Der Iran könnte diese neue Machtposition außerdem nutzen, um durch Gebühren für durchfahrende Schiffe seine Staatskasse zu füllen. Die Verhandler stehen vor der Herausforderung, die Mullahs davon abzubringen – eine Aufgabe, deren Erfolg noch ungewiss ist. Neumann warnt vor einem „problematischen Präzedenzfall“, denn auch andere Staaten mit strategisch wichtigen Engpässen könnten künftig Gebühren für eigentlich freie internationale Gewässer verlangen.
Zurück zu den bevorstehenden 60 Tagen Verhandlungen: Wenn sie für den Westen erfolgreich verlaufen, könnte der Iran im Austausch für Lockerungen von Sanktionen und Freigabe eingefrorener Vermögenswerte die Straße von Hormus für die Schifffahrt offenhalten – ein Zustand, der durch europäische Marineschiffe begleitet und geschützt werden könnte.
Die Mullahs müssen den Krieg nicht rechtfertigen
Eine Vereinbarung, in der sich der Iran verbindlich und überprüfbar verpflichtet, auf Urananreicherung zu verzichten, erscheint hingegen nur bei außergewöhnlich positiven Verhandlungsverläufen für den Westen realistisch. Denn die Mullahs sehen keine unmittelbaren innenpolitischen Risiken, etwa durch anstehende Zwischenwahlen im November. Sie haben Zeit und keinen Druck, ihrer Bevölkerung den Sinn des Krieges zu erklären, da sie ihn nicht begonnen haben. Aus iranischer Sicht verteidigte das Regime sein Land erfolgreich gegen Angriffe der USA und Israels.
Für Donald Trump hingegen bedeutete dieser Krieg den Bruch eines zentralen Wahlversprechens, trieb in den USA und weltweit die Ölpreise in die Höhe, belastete die Weltwirtschaft und stärkte den Iran politisch. Dies als sinnvollen Schritt zu verkaufen, wird selbst für den „Dealmaker“ Trump eine Herausforderung.
Diese Erkenntnis spielt den Iranern in die Karten, die den Preis für Zugeständnisse höchstwahrscheinlich in die Höhe treiben werden. Ein Erfolg für die USA könnte die Übergabe des angereicherten Urans sein – doch Neumann hält dies für ausgeschlossen, da das Regime eine solche Demütigung niemals akzeptieren würde.

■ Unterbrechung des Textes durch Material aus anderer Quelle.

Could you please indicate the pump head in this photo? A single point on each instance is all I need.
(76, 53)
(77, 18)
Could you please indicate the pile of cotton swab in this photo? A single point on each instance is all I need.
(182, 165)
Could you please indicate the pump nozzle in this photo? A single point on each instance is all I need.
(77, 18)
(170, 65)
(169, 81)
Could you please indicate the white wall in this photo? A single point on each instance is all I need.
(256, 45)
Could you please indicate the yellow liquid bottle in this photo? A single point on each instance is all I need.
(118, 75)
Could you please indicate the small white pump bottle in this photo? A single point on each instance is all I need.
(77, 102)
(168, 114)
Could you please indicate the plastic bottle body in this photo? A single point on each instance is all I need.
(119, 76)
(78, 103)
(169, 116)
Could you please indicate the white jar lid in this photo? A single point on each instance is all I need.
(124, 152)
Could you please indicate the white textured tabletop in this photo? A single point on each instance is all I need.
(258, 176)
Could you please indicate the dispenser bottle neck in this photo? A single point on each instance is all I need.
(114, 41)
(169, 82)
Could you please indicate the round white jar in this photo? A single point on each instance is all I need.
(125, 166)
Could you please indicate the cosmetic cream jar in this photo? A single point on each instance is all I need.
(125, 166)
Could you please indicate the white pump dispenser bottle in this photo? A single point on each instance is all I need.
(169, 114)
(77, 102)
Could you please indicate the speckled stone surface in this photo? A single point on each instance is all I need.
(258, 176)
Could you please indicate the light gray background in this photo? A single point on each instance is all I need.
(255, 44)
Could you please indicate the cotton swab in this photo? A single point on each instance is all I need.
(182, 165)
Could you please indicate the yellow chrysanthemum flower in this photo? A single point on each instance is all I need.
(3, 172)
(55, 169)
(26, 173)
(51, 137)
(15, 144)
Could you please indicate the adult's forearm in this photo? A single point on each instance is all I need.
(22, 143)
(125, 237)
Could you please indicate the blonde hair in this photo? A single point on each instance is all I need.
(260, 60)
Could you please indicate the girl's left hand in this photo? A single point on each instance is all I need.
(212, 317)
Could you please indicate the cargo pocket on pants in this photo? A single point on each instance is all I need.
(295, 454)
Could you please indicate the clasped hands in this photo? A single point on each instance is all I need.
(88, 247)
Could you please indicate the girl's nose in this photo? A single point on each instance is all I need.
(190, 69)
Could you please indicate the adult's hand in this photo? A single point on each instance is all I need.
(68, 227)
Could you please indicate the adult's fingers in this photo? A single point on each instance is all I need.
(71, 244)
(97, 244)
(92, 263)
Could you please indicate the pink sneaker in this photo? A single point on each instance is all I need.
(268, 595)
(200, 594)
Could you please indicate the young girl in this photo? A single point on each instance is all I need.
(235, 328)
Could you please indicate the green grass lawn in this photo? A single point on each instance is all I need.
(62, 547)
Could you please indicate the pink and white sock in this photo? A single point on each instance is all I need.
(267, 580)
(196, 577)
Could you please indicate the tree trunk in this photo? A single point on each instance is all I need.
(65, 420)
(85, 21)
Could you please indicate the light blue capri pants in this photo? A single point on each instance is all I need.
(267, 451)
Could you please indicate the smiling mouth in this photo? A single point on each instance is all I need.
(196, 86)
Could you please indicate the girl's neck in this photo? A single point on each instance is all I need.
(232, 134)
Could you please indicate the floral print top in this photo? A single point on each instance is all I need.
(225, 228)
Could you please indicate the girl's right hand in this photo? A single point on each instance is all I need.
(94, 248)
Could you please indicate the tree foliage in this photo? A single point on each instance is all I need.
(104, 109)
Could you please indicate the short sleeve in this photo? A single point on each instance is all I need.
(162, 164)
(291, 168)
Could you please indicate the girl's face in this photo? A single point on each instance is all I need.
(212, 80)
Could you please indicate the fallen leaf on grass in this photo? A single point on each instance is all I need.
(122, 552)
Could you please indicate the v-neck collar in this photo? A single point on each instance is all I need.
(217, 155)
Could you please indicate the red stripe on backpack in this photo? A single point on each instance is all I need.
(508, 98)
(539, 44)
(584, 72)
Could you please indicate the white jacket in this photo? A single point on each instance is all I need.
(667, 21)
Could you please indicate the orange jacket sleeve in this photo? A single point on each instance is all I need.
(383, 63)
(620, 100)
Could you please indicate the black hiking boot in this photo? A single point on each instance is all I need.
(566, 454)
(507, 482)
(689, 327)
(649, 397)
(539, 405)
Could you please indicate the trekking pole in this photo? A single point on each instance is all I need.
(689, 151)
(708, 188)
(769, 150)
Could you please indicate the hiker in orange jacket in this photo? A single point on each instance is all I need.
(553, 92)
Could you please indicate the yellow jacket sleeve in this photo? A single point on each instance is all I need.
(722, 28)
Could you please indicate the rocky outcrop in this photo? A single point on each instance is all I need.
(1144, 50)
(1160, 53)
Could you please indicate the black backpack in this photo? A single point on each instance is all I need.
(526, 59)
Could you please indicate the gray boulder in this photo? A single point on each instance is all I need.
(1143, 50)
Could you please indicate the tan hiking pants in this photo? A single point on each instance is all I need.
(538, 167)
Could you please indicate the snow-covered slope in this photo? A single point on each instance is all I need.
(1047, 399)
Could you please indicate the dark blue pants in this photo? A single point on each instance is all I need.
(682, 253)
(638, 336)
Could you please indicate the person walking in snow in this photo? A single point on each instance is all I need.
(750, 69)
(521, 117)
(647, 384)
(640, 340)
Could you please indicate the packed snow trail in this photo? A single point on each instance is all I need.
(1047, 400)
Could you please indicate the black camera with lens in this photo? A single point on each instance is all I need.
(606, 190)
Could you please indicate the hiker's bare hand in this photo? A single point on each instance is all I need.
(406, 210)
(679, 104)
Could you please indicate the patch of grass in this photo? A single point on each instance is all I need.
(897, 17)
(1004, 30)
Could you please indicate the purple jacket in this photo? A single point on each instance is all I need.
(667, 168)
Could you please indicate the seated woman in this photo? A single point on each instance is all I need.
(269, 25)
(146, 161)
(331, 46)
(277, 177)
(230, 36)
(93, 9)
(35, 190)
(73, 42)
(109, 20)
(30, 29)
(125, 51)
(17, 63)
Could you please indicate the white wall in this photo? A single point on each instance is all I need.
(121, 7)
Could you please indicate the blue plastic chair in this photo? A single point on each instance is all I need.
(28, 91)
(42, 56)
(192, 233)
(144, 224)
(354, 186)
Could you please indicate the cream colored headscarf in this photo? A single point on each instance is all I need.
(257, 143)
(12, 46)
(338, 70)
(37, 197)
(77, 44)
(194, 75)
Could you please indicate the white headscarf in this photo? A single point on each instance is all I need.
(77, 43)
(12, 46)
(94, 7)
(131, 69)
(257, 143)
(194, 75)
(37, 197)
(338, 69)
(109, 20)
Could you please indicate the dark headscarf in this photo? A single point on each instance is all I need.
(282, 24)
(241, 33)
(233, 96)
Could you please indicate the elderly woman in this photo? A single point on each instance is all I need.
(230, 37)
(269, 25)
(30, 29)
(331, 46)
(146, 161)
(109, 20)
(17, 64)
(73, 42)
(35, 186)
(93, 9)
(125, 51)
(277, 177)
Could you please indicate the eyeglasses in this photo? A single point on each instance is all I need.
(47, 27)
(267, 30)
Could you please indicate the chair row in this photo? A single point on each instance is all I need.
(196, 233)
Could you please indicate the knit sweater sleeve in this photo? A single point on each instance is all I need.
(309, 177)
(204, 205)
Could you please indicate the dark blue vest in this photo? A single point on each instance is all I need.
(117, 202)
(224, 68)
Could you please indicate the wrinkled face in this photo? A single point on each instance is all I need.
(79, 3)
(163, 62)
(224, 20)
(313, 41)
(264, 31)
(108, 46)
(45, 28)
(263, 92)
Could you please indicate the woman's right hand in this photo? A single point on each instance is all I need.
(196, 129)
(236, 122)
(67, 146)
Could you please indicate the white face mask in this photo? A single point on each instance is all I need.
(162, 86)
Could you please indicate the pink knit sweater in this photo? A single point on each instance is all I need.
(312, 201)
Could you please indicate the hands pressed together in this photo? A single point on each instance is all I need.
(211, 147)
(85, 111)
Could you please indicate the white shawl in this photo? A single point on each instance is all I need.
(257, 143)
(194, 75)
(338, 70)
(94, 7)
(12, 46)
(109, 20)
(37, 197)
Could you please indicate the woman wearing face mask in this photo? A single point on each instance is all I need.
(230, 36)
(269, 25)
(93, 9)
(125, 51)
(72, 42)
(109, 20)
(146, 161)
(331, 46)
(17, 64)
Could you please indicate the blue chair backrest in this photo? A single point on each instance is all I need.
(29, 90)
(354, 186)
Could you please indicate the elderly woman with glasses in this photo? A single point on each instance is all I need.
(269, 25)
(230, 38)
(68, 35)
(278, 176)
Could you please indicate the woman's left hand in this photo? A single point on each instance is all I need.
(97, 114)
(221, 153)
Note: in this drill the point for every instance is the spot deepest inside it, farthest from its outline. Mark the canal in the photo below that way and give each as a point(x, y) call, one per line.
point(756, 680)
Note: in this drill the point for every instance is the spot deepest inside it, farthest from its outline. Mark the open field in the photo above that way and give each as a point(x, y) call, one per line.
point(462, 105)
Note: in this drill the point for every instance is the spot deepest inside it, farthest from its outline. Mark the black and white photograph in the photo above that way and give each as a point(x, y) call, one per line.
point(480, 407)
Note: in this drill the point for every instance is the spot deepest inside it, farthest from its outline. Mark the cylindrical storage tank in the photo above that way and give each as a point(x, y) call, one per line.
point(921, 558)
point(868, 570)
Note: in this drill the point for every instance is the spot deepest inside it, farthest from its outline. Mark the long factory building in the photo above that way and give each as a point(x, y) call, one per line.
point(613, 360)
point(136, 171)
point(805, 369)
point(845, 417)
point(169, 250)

Auf niedrigerem Niveau wäre vielleicht eine Einigung möglich, etwa wenn der Iran das Uran verdünnt. Wer die Kontrolle über die Straße von Hormus besitzt, ist weniger auf das Eskalationspotenzial eines eigenen Atomprogramms angewiesen, was eine solche Einigung erleichtern könnte. Für den Westen würde dies jedoch kaum mehr Sicherheit bedeuten.
Selbst bei den bestehenden Schwierigkeiten, die Iraner zu Zugeständnissen zu bewegen, wurde Israels Haltung noch nicht berücksichtigt. Premier Benjamin Netanjahu hat bereits erklärt, sich an kein Abkommen gebunden zu fühlen, insbesondere im Hinblick auf weitere Kämpfe gegen die mit dem Iran verbündete Hisbollah im Libanon. Israel spürt am stärksten, dass ein Abkommen zwischen den USA und dem Iran nicht automatisch zu mehr Sicherheit oder Stabilität führt. Im besten Fall könnte es helfen, einen Teil des angerichteten Schadens zu begrenzen.